= Functional capacity evaluation =

A functional capacity evaluation (FCE) is a set of tests, practices and observations that are combined to determine the ability of the evaluated person to function in a variety of circumstances, most often employment, in an objective manner. Physicians change diagnoses based on FCEs. They are also required by insurers in when an insured person applies for disability payments or a disability pension in the case of permanent disability.

==Purpose==
An FCE can be used to determine fitness to work following an extended period of medical leave. If an employee is unable to return to work, the FCE provides information on prognosis, and occupational rehabilitation measures that may be possible. An FCE can also be used to help identify changes to employee workload, or modifications to working conditions such as ergonomic measures, that the employer may be able to undertake in an effort to accommodate an employee with a disability or medical condition. FCEs are needed to determine if an employee is able to resume working in a capacity "commensurate with his or her skills or abilities" before the disability or medical condition was diagnosed. An FCE involves assessments made by one or more medical doctors. There are two types of FCE used by the United States Social Security Administration: the Mental Functional Capacity Evaluation (MFCE) that measures emotional and mental capacity, and the Physical Functional Capacity Evaluation (PFCE) that measures physical functioning.

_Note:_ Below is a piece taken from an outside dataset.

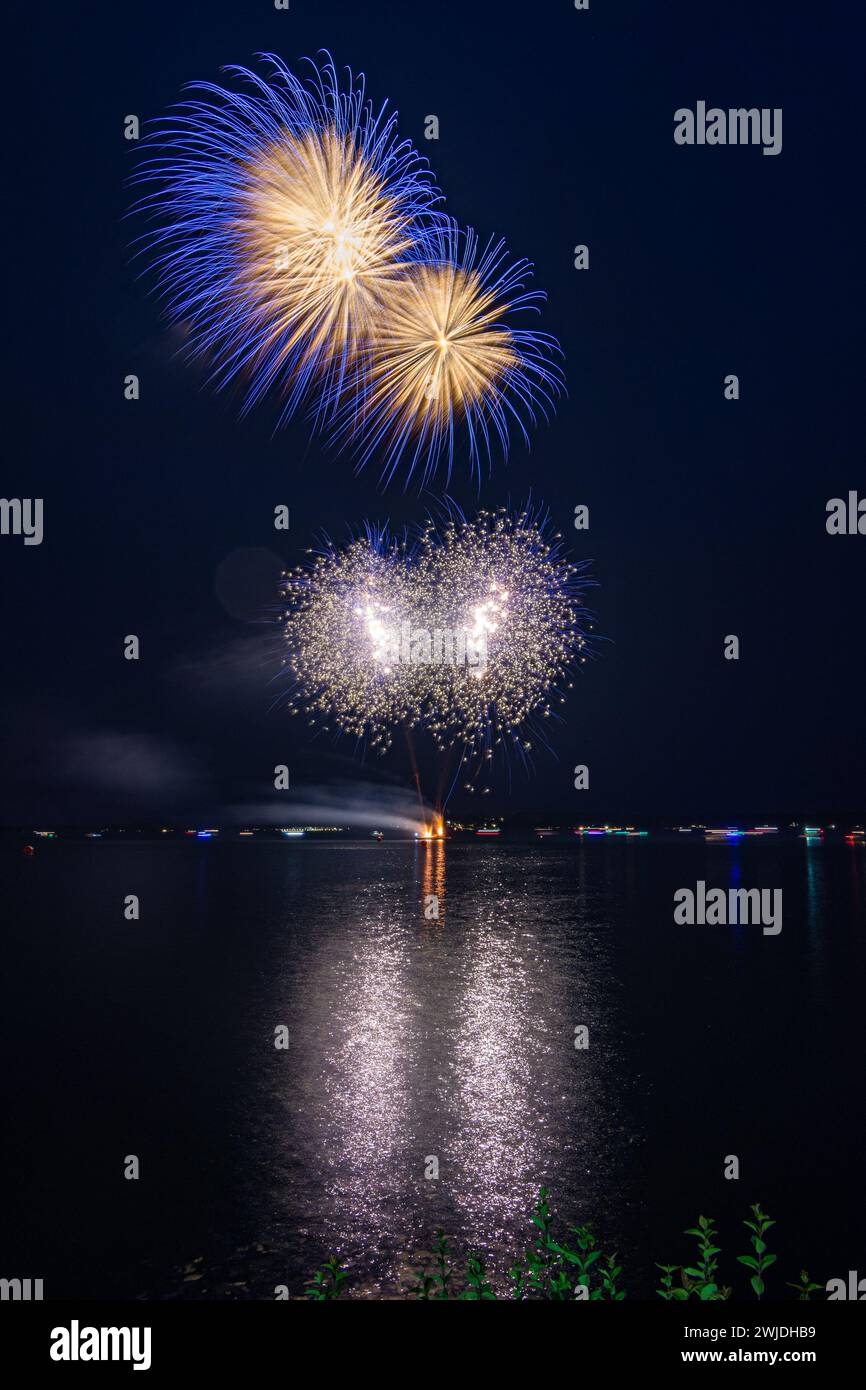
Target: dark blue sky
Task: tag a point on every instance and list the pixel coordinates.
(706, 516)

Studies have been undertaken to assess the accuracy of FCEs in predicting the longterm outcomes for patients, both in terms of returning to work, and in probability of permanent disability. Questions that have been raised include how to identify medical and societal variables in predicting disability.

FCEs may be required by law for some employers before an employee can return to work, as well as by insurers before insurance payments can be made. FCEs are also used to determine eligibility for disability insurance, or pension eligibility in the event that an employee is permanently unable to return to work. The United States Social Security Administration has its own FCE, called the Assessment of Disability. A newer FCE model is the World Health Organization's International Classification of Functioning, Disability and Health.

During most FCEs, the following measurements are also taken:

- Lifting power
- Push and pull power
- How long one can stand, sit or walk
- Flexibility and reaching
- Grasping and holding capabilities
- Bending capabilities
- Balance capabilities

==Metabolic Equivalents (METs)==
Functional capacity can also be expressed as "METs" and can be used as a reliable predictor of future cardiac events. One MET is defined as the amount of oxygen consumed while sitting at rest, and is equal to 3.5 ml oxygen per kilogram body weight per minute. In other words, a means of expressing energy cost of physical activity as a multiple of the resting rate. For instance; walking on level ground at about 6 km/h or carrying groceries up a flight of stairs expends about 4 METs of activity. Generally, >7 METs of activity tolerance is considered excellent while <4 is considered poor for surgical candidates. Determining one's functional capacity can elucidate the degree of surgical risk one might undertake for procedures that risk blood loss, intravascular fluid shifts, etc. and may tax an already strained cardiovascular system.